Middle Income Nations Home to Half the World's Hungry
In Bangladesh, dramatic reductions in open defecation contributed to large declines in the number
UNITED NATIONS, Mar 18 2015 (IPS): Nearly half of the world’s hungry, amounting to about 363 million people, live in some of the rising middle income countries, including Brazil, China, India, Indonesia and Mexico, according to a new report released Wednesday by the Washington-based International Food Policy Research Institute (IFPRI).
The 2014–2015 Global Food Policy Report (GFPR) calls on these developing nations, described as “rising economic powerhouses,” to reshape their food systems to focus on nutrition and health, close the gender gap in agriculture, and improve rural infrastructure to ensure food security for all.
“It may seem counterintuitive, but these growing economies play a key role in our ability to adequately and nutritiously feed the world,” said Shenggen Fan, director general of IFPRI.
The report traces the link between sanitation and nutrition, with findings in Bangladesh that show “dramatic reductions in open defecation contributed to large declines in the number of stunted children.”

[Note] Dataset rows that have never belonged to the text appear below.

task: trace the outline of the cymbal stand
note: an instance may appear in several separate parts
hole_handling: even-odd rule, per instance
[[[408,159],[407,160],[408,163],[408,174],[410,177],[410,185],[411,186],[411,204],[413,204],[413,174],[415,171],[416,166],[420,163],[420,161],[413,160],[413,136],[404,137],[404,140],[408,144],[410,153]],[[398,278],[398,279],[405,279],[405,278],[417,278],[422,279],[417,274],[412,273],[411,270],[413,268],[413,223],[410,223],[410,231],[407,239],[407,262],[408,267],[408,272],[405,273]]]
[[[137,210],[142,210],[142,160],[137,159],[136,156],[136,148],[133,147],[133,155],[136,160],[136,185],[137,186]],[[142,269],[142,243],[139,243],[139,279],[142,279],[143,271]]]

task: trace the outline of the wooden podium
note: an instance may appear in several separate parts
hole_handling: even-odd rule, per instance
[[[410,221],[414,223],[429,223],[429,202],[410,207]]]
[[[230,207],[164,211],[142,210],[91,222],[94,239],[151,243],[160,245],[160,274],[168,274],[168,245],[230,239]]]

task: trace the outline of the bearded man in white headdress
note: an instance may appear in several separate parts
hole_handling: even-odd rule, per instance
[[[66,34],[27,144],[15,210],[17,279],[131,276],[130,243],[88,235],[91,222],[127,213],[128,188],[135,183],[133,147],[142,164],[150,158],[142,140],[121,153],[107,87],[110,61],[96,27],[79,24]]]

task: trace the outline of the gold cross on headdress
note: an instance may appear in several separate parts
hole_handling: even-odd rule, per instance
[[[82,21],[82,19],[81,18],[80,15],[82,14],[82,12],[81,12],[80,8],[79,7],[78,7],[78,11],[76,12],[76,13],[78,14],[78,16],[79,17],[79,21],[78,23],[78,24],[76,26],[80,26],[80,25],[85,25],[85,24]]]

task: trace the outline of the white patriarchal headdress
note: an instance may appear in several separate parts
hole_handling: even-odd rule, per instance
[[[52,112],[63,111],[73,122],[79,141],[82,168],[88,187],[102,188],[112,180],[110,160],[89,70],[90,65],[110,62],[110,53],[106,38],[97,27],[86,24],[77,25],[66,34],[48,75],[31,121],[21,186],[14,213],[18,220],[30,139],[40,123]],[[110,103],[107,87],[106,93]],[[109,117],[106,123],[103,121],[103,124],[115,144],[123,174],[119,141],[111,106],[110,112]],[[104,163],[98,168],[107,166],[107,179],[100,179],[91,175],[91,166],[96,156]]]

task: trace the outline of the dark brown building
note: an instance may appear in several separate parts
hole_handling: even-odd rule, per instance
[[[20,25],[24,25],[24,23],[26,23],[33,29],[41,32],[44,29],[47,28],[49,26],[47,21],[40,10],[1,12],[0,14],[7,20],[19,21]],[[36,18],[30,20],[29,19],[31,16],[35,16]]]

The research also found that “Bangladeshi children living in places where open defecation had been reduced were taller than children in neighboring West Bengal, India, where open defecation is still common, even at the same levels of economic wealth.”
“It has become clear that the factors that influence people’s nutrition go well beyond food and agriculture to include drinking water and sanitation, the role of women, the quality of caregiving, among others,” Fan said.
The study also finds strong evidence that food insecurity was a contributing factor to instability in the Middle East.
Additionally, it draws attention to the pressing need to regulate food production to prevent food-borne diseases, help small family farmers move up by increasing their incomes or move out to non-farm employment, improve social protection for the rural poor, and support the role of small-scale fishers in satisfying the global demand for fish.
Asked specifically about the impact of Middle East conflicts on food security, Clemens Breisinger, a senior research fellow in the Development Strategy and Governance division at IFPRI, told IPS food insecurity is quite obviously often a consequence of political instability and conflict.
As such, he said, the number of food insecure people has risen in many Arab countries since 2011, especially in Syria, Iraq and Yemen (three countries ravaged by political turmoil).
“But new research shows that food insecurity can also fuel conflicts, particularly in countries that are net food importing countries and thus vulnerable to global food price shocks,” Breisinger said.
He pointed out Arab countries import about 50 percent of their food and were thus hard hit by the global food price spikes in 2008 and 2011.
Meanwhile, Imed Drine, a senior economist at the Islamic Development Bank, says the slump in oil prices continues to upend the global economy and experts believe this is likely to last for several years.
Oil prices dropped by about 50 percent from the fourth quarter of 2014 to the first month of 2015, the second largest annual decline ever where the falling oil prices have helped to push food prices down, according to the Rome-based Food and Agriculture Organization (FAO).
Of the regions affected by these declining oil prices, said Drine in a blog post, the MENA region (Middle East and North Africa) is affected the most.
That is due to the fact that the majority of its countries depend on oil revenues for growth and because it is the most food imports-dependent region where food dependency ratios exceed 50 percent on average.
Drine says the strong relationship between oil and food prices may be explained by a key fact: “Our modern global food system is highly oil-dependent.”
Oil is the key fuel for production and for transporting food from field to market, and fuel costs, he said, make up as much as 50 to 60 per cent of total shipping costs.
In addition, energy related costs such as fertilisers, chemicals, lubricants and fuel account for close to 50 percent of the production costs for crops such as corn and wheat in some developed countries.
“As a result, declining oil prices will have a direct influence on production costs,” he added.
Furthermore, grain prices have become increasingly linked to the movement of oil markets since more corn is being diverted to biofuel production.
Generally, as demand for these alternative fuels decreases, crop prices are forced down, making food more affordable, Drine added.